In late June, I had the pleasure of participating as a speaker and advisor in the Optica Foundation’s 2023 Siegman International School on Lasers in Dublin, Ireland. It was truly stimulating and enjoyable to interact with the 100 student attendees, who had traveled from homes and institutions in Europe, North and South America, Asia, Africa and Australia, drawn by their shared interest in optics and photonics.
Not surprisingly, given the audience members’ varied backgrounds in optics, questions often came from unexpected directions. Those questions sparked discussion and suggested new perspectives—even to some of us who have been in the business for decades. It was a great example of how diversity strengthens our science.
That experience was fresh in my mind when I heard the news, on 29 June, that the US Supreme Court had ruled that the race-conscious admissions programs of two schools, Harvard University and the University of North Carolina, were unlawful under the US Constitution. The decision effectively ended more than 50 years of race-based affirmative action in US higher education. The Court’s ruling was widely expected—but its sudden reality at the end of June still came as a shock.
Affirmative action is a topic that raises strong emotions on all sides. My own view is that, while sometimes flawed in their implementation, race-conscious policies in education have made the United States and the world in general a better place over the past half-century. In the US, they have done so by making its top universities a better reflection of the country as a whole—and by increasing opportunities for groups disadvantaged by the legacy of generations of racism and, at one time, state-sanctioned discrimination. Now, such affirmative-action policies are no longer part of the toolkit available for building a more equitable society.
Almost everyone agrees that one immediate impact of the Court’s decision will be to reduce admissions of Black and Latino students to the country’s elite universities. (Indeed, that has been the experience in US states, such as California and Michigan, that have previously banned race-conscious admissions policies.) It’s also believed that the decision could have spillover effects on race-conscious hiring by employers and on other diversity-focused efforts. We’re concerned, for example, about possible unforeseen consequences for science and engineering societies’ DEI efforts, such as Optica’s Amplify Black Science and Optica Women Scholars programs.
The long-term impact of the ruling, though, will depend entirely on what the United States as a society chooses to do about it.

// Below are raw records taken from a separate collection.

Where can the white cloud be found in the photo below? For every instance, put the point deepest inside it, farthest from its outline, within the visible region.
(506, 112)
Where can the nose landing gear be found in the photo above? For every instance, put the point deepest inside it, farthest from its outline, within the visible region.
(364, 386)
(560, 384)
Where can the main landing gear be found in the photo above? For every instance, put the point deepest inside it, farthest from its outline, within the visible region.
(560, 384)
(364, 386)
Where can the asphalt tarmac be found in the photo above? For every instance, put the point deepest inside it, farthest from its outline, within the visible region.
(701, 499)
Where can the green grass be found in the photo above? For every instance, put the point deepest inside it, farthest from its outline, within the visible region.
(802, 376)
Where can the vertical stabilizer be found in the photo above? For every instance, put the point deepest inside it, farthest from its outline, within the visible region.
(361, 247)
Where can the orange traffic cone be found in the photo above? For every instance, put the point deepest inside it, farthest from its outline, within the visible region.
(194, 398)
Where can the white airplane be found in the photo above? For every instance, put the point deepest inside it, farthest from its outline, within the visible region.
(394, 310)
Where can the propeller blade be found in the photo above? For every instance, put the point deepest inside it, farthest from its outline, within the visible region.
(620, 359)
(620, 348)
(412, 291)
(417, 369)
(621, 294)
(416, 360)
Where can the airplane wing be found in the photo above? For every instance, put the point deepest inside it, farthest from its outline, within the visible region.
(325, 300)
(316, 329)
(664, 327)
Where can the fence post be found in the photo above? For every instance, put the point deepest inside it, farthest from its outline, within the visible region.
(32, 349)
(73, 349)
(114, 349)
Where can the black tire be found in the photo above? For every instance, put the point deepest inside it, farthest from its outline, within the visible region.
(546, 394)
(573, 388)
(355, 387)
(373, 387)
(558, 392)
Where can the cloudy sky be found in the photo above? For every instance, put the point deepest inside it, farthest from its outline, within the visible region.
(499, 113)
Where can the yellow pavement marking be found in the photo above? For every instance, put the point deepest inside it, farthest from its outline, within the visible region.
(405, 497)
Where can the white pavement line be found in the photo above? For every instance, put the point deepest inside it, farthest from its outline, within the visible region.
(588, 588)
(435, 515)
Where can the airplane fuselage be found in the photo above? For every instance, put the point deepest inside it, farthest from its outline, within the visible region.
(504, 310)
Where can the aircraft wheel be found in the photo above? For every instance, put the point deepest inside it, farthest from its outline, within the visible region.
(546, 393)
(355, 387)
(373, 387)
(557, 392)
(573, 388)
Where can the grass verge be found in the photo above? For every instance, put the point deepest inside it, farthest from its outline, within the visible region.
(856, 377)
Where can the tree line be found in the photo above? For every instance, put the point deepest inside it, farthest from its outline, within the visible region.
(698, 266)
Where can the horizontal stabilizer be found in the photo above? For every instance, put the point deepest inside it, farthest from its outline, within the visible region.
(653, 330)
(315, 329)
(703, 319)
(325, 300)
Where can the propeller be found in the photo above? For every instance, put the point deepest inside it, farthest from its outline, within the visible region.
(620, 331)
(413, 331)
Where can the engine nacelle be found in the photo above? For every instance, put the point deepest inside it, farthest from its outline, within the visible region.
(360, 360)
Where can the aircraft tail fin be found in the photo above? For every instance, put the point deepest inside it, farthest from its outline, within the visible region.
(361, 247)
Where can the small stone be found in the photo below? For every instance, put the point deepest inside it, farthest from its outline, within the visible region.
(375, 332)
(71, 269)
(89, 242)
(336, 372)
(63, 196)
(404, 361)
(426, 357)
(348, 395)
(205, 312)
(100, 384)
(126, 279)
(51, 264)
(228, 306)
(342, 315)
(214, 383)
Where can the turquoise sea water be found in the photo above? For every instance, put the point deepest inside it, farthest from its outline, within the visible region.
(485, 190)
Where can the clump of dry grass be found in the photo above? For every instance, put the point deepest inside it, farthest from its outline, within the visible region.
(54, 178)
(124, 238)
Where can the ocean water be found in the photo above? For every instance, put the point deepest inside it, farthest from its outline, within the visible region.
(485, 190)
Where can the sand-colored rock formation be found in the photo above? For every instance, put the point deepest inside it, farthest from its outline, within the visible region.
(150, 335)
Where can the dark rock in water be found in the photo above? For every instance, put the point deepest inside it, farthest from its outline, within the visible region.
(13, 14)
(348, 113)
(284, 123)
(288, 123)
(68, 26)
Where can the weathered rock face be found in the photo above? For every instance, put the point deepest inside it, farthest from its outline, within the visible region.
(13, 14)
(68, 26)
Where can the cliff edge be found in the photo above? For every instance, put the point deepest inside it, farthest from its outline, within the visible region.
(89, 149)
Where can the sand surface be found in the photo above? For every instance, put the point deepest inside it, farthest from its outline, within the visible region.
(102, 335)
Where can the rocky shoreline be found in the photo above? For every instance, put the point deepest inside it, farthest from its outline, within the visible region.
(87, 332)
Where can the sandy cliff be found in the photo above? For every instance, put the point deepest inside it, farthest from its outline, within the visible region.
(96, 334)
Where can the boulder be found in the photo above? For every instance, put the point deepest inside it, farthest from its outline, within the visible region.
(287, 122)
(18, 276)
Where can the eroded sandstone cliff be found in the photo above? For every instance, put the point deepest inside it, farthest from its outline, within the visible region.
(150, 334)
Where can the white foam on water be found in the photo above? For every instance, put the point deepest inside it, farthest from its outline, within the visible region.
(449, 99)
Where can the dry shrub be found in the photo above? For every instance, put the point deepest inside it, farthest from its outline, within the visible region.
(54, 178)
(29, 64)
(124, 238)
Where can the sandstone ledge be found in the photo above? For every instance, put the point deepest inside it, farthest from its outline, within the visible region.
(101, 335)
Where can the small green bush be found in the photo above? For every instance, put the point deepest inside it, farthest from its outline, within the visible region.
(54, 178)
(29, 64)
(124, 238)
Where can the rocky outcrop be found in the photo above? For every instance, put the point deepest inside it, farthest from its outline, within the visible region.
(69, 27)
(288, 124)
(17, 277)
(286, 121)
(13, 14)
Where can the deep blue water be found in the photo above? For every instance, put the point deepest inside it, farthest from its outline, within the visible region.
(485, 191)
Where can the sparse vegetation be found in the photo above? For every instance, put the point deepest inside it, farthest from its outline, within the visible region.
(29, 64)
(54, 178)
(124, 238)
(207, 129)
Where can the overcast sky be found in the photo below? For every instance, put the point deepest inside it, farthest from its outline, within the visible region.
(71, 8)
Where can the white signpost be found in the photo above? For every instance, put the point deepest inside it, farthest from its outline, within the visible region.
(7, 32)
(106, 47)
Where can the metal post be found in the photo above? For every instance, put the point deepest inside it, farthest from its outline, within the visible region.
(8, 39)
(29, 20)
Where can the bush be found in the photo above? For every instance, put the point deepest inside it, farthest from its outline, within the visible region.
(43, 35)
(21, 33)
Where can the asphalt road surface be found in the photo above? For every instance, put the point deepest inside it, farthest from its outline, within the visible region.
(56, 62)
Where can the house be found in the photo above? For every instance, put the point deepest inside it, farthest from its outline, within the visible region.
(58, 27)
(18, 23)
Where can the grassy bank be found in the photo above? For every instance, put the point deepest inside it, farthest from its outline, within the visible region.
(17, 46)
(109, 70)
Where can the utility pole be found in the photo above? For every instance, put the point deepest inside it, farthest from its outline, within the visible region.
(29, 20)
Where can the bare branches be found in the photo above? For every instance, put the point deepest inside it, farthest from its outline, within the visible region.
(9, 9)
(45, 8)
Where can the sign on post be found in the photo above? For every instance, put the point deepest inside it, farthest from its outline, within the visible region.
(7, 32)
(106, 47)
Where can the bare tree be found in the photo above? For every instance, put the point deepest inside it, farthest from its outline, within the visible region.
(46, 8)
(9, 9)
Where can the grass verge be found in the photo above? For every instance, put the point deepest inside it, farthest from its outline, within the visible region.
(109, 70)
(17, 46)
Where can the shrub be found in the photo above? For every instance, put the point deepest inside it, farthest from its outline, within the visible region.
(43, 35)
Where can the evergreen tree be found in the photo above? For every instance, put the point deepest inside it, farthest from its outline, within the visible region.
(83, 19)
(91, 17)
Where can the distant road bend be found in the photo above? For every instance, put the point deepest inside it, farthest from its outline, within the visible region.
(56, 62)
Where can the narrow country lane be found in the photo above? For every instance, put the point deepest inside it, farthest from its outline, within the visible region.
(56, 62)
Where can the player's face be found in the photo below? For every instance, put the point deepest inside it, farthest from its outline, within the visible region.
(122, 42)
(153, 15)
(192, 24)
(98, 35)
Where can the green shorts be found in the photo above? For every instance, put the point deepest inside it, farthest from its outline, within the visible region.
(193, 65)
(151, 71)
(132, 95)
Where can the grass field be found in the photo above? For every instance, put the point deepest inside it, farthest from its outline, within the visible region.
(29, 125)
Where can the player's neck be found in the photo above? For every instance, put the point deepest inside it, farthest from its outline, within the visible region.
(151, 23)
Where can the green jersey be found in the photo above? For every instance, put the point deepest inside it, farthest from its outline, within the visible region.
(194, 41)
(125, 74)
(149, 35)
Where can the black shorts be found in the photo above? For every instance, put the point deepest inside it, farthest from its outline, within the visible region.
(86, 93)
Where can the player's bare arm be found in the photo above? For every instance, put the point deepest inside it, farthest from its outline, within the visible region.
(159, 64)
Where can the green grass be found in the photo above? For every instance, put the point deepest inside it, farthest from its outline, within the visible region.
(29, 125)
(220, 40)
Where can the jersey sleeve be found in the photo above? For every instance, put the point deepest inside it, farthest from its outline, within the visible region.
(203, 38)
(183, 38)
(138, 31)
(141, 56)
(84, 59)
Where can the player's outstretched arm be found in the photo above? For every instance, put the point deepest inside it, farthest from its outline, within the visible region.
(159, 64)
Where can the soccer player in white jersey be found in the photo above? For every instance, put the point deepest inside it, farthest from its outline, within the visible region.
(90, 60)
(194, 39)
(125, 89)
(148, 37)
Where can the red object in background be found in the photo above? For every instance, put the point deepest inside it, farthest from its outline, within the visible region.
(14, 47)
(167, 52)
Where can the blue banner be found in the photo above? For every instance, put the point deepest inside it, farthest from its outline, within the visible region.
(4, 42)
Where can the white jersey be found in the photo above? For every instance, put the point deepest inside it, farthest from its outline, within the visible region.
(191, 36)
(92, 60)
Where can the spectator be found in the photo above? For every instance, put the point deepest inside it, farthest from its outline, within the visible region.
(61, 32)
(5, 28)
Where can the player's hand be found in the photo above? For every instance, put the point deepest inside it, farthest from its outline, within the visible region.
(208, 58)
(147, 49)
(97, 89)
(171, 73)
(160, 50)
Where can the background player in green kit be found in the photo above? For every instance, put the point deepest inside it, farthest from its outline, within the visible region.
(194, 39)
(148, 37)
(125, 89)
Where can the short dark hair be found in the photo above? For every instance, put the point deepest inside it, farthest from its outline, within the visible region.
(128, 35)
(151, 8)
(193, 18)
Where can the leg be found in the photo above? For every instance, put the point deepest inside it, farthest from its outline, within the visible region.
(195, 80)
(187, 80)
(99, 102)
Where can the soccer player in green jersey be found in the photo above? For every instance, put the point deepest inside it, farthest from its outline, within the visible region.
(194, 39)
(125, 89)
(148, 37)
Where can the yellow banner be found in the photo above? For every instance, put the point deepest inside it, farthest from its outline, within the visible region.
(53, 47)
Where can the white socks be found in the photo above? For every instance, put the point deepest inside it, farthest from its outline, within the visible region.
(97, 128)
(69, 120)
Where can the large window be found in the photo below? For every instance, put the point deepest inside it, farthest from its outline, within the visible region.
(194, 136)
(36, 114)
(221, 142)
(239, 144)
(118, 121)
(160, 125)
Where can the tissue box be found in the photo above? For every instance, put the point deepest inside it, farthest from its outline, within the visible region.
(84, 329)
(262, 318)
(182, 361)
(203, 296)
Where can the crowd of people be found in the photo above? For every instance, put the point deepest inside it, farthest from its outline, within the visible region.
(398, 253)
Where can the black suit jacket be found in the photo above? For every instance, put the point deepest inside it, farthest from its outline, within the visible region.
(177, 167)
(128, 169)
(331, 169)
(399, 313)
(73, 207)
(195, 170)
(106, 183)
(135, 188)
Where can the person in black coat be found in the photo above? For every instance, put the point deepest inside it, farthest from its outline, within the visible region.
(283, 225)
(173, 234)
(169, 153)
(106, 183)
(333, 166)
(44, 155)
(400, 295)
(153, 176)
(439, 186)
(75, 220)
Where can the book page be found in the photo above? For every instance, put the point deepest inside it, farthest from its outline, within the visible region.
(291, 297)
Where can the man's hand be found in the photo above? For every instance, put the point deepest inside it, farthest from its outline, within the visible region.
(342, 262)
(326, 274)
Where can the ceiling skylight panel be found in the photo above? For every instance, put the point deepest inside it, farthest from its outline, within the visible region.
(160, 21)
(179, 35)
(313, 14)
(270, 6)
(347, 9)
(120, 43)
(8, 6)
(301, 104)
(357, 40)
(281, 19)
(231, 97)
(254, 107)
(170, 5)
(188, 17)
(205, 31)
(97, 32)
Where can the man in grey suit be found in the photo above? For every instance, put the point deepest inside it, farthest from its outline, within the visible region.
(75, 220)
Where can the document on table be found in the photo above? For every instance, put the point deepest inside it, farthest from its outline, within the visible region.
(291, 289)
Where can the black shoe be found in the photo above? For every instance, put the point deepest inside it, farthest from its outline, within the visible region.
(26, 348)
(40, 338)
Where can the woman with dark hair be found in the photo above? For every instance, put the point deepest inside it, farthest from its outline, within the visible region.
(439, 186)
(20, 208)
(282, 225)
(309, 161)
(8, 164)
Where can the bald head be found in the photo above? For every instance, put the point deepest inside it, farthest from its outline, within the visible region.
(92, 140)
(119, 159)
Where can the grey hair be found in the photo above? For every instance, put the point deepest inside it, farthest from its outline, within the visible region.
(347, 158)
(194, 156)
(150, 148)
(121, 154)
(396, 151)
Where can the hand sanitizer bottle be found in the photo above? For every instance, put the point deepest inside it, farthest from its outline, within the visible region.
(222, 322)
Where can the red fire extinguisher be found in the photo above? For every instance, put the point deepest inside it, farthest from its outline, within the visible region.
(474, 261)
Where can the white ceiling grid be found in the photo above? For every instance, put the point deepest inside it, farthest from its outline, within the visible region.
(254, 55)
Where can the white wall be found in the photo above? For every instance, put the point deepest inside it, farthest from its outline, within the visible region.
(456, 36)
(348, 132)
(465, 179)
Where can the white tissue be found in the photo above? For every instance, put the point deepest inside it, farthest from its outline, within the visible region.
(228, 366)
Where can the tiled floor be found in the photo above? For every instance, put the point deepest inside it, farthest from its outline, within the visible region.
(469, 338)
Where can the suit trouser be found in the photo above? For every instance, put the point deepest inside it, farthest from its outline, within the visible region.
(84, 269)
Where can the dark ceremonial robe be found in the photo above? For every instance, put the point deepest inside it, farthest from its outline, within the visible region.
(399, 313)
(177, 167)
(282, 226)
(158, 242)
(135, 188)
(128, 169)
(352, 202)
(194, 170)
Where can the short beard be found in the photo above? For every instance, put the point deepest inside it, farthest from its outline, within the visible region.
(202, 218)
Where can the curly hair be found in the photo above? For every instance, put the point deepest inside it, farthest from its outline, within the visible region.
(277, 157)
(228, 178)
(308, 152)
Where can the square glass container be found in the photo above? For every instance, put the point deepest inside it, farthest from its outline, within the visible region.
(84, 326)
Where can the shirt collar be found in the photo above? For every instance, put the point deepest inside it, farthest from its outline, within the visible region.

While the decision closes off one route to diversity and equity, it leaves others open—both for the country’s elite universities and for the much wider array of institutions that actually graduate the vast majority of its undergraduate students. In a larger sense, the decision should once again focus attention on how to resolve the profound economic, social and racial inequities in the primary- and secondary-school pipeline that feeds university-level study.
As history shows, the work won’t be easy, in the United States or other countries. But it’s a goal that I believe Optica and the scientific community should passionately support. Diversity and equity make the world better—and make our science and technology richer.